Let's start with k = 0. Check if P(0) is true. This is commonly an easy job.
Now assume that, for some given k ≥ 0, P(k) is true. And try to prove, in this case, that P(k+1) is also true.
If you succeed, then it's safe to say that P(k) is true for every integer k ≥ 0.
Example with your second query :
P(k) is " the number (k+1)^3 + 5(k+1) is a multiple of 6 ".
P(0) is " the number 6 is a multiple of 6 ".
P(0) is true.
Let k ≥ 0, assume that P(k) is true.
Let's try to prove P(k+1) true.
P(k+1) tells something about the number (k+2)^3 + 5(k+2). And we already now something about the number (k+1)^3 + 5(k+1).
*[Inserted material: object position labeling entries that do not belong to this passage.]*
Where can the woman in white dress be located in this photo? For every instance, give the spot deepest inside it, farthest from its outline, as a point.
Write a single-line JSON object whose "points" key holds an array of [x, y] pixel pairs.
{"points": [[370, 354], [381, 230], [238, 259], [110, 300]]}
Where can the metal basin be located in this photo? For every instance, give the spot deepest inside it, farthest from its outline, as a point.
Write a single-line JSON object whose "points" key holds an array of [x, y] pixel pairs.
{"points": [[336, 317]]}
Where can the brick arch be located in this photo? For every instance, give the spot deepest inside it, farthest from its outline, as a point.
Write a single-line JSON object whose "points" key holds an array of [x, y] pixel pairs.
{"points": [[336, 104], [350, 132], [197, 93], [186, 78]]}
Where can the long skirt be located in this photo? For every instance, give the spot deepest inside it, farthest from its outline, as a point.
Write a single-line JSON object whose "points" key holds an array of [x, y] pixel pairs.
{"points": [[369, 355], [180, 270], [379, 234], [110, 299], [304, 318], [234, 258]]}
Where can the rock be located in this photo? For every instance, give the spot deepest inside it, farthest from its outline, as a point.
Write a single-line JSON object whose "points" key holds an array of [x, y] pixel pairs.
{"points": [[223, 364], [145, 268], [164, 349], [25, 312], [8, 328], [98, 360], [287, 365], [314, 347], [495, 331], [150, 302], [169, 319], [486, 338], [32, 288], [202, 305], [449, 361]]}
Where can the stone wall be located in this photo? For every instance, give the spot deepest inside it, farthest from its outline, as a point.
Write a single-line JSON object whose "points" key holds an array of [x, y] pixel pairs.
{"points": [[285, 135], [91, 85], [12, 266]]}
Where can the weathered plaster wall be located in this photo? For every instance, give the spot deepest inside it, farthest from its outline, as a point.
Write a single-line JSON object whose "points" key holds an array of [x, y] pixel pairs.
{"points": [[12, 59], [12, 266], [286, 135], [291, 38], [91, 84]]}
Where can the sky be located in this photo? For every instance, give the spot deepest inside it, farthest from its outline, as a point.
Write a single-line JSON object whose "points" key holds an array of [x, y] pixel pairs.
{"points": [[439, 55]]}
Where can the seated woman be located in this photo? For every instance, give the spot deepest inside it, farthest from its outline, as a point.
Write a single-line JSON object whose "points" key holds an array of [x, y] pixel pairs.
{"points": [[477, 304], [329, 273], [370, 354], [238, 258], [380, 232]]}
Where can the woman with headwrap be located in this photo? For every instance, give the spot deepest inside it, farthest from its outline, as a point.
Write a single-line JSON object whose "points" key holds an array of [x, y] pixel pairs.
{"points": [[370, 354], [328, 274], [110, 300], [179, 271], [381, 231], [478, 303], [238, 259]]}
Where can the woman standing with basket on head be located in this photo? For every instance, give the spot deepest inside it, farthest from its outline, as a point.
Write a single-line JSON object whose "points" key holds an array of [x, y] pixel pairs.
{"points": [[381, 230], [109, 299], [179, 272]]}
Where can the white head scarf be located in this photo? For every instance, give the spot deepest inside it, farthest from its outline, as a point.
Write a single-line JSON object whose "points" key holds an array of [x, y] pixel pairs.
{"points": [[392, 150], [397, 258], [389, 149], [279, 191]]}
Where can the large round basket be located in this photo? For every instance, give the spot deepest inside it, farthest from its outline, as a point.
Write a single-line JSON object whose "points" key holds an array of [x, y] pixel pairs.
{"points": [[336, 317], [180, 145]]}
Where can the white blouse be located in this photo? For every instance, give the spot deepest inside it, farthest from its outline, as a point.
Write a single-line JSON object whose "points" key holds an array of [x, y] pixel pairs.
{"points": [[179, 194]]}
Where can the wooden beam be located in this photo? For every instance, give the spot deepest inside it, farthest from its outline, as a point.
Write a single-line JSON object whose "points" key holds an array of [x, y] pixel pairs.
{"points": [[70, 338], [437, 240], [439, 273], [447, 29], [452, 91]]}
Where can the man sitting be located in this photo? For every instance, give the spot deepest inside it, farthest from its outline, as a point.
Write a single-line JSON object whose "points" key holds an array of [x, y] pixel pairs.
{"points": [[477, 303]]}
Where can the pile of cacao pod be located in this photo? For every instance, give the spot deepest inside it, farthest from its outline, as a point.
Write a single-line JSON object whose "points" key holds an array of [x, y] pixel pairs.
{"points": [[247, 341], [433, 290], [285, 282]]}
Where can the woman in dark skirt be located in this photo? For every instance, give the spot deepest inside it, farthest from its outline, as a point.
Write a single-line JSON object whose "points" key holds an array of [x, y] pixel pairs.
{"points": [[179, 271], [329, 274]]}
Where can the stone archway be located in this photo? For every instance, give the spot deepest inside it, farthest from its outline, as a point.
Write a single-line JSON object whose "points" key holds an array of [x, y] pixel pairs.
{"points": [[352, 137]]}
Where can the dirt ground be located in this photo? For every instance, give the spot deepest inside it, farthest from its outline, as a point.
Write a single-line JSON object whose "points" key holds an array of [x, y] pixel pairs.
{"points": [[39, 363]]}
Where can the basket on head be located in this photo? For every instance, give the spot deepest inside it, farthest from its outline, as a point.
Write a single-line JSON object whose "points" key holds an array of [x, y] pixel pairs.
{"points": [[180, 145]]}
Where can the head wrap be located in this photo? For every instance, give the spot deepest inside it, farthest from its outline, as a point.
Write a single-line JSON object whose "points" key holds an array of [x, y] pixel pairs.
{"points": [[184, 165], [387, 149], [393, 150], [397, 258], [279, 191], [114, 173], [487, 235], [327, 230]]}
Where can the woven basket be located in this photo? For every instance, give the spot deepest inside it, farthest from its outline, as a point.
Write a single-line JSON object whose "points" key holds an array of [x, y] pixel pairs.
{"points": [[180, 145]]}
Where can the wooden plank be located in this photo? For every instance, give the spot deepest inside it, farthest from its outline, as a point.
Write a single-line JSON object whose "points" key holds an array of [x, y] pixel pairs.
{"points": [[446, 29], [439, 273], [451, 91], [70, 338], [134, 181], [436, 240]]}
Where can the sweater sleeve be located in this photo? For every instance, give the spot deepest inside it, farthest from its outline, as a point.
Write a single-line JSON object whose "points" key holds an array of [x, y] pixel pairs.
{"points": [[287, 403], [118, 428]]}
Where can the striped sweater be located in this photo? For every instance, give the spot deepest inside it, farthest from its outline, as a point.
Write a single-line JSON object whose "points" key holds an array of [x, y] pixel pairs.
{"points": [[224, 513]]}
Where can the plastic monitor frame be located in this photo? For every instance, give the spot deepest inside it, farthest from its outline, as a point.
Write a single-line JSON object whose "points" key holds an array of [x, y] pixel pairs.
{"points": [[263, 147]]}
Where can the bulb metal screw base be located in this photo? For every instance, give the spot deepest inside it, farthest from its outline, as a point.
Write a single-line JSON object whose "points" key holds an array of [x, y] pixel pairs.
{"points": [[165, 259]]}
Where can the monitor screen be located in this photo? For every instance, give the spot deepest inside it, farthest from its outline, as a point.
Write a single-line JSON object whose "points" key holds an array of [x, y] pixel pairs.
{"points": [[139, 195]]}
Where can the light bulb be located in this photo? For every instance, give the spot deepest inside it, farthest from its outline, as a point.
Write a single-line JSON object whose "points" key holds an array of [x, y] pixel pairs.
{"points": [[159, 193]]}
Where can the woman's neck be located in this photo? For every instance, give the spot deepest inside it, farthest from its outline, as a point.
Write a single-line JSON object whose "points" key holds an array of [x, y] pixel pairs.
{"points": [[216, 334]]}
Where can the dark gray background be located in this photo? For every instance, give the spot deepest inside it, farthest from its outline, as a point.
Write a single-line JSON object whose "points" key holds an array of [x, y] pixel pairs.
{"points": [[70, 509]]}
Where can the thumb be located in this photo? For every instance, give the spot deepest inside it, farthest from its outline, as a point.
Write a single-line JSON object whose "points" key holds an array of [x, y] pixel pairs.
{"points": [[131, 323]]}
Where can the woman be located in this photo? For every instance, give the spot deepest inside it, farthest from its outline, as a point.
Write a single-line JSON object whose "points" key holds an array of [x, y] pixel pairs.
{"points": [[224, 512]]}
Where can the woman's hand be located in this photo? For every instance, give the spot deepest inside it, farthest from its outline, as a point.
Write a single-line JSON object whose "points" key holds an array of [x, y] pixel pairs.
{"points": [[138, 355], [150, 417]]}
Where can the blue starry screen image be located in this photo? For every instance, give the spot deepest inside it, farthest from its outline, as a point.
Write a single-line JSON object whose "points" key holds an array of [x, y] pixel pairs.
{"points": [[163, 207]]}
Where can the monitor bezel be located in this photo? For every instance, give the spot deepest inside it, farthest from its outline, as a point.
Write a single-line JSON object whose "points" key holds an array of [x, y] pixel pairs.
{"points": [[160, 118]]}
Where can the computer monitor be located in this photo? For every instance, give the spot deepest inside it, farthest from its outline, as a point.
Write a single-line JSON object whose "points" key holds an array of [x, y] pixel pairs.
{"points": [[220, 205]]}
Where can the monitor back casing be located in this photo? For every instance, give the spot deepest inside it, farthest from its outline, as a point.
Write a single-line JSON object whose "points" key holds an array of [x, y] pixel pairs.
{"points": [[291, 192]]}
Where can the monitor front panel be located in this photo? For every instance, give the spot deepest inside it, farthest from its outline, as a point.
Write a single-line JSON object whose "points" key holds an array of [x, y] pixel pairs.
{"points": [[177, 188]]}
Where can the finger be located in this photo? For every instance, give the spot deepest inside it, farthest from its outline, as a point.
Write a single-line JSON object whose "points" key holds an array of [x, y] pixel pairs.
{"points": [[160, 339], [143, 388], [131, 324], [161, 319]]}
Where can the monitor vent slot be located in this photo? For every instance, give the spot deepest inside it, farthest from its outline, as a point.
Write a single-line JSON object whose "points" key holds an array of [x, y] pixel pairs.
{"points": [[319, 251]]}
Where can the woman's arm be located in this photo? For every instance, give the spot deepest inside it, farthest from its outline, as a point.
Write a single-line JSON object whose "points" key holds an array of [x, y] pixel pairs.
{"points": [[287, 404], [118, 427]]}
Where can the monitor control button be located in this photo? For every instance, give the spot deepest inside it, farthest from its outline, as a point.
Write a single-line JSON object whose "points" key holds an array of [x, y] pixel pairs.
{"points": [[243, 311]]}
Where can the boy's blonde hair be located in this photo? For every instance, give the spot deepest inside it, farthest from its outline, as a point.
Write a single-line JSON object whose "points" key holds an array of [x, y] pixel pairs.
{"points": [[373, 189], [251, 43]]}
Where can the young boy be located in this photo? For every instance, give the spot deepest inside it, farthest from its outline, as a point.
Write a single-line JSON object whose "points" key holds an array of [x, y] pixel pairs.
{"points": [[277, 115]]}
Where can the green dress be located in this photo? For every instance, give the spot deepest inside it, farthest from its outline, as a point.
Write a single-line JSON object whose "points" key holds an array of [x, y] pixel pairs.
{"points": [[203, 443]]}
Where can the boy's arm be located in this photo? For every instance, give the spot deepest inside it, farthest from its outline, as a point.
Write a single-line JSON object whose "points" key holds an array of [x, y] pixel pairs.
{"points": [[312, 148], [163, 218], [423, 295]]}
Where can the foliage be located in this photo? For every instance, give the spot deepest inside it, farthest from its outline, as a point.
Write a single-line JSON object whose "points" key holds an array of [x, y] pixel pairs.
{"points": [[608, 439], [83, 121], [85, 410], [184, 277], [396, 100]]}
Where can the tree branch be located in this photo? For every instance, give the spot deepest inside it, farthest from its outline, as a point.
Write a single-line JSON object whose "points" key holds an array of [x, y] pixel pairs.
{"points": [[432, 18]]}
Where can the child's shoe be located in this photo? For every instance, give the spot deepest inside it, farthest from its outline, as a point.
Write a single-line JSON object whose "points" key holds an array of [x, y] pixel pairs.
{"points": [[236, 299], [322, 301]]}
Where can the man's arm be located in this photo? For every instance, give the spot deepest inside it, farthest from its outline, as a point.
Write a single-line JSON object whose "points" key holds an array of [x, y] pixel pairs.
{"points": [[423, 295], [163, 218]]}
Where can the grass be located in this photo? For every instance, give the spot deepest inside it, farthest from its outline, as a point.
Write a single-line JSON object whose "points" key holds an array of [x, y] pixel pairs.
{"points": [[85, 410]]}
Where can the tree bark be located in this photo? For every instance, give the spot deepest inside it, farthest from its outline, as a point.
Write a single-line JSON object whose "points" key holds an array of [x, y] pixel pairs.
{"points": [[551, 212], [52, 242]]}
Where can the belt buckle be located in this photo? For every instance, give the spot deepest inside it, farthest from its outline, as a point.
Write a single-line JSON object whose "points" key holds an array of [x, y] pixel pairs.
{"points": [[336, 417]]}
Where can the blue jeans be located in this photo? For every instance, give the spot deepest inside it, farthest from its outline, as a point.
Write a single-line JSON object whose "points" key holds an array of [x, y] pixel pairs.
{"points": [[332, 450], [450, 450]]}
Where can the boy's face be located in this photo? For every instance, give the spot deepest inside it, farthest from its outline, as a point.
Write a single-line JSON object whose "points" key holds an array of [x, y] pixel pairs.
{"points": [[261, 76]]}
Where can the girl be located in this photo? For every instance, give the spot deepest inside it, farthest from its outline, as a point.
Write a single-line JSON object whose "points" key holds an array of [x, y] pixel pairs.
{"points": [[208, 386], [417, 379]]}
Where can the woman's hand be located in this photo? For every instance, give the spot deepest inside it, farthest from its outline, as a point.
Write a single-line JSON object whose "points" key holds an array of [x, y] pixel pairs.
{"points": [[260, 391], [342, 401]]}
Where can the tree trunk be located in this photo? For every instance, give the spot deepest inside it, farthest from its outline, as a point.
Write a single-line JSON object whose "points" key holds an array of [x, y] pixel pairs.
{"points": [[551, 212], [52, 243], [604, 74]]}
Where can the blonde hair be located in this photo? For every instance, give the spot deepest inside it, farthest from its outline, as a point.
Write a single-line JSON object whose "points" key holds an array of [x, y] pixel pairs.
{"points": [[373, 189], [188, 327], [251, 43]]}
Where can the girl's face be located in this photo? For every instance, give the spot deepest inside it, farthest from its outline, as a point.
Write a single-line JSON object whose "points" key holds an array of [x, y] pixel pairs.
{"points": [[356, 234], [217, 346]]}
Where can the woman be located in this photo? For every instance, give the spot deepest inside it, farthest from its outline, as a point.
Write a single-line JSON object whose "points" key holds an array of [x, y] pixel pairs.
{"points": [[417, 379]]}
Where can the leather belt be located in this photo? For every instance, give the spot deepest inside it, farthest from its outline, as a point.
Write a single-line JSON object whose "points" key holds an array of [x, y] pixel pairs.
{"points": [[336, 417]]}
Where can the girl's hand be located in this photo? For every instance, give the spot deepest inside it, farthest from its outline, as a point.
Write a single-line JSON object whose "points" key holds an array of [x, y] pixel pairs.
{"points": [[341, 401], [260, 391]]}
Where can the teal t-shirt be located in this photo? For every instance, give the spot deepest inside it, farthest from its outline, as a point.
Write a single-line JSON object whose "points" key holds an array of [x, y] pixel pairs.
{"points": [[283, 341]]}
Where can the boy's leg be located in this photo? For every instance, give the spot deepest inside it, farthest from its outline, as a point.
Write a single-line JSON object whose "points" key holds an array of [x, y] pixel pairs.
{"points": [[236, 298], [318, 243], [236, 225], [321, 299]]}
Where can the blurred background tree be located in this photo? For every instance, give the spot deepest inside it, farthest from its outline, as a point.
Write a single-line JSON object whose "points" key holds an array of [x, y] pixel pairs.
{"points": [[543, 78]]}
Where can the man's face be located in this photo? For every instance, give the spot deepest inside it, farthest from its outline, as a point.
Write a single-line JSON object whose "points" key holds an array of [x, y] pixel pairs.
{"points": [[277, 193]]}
Let's try to make the second appear from the first :
(k+2)^3 + 5(k+2) = ( k+1 +1)^3 + 5(k+1) + 5
= (k+1)^3 + 3.(k+1)^2 + 3.(k+1) + 1 + 5(k+1) + 5
= (k+1)^3 + 5(k+1) + 3(k+1)(k+1+1) + 6
= (k+1)^3 + 5(k+1) + 3(k+1)(k+2) + 6
(k+1)(k+2) is an even integer (since one among k+1 or k+2 must be even), hence 3(k+1)(k+2) is a multiple of 6.
And since you have assumed that P(k) is true, we can say that (k+1)^3 + 5(k+1) is a multiple of 6.
Finally, (k+2)^3 + 5(k+2) is a sum of multiples of 6, hence P(k+1) is also true.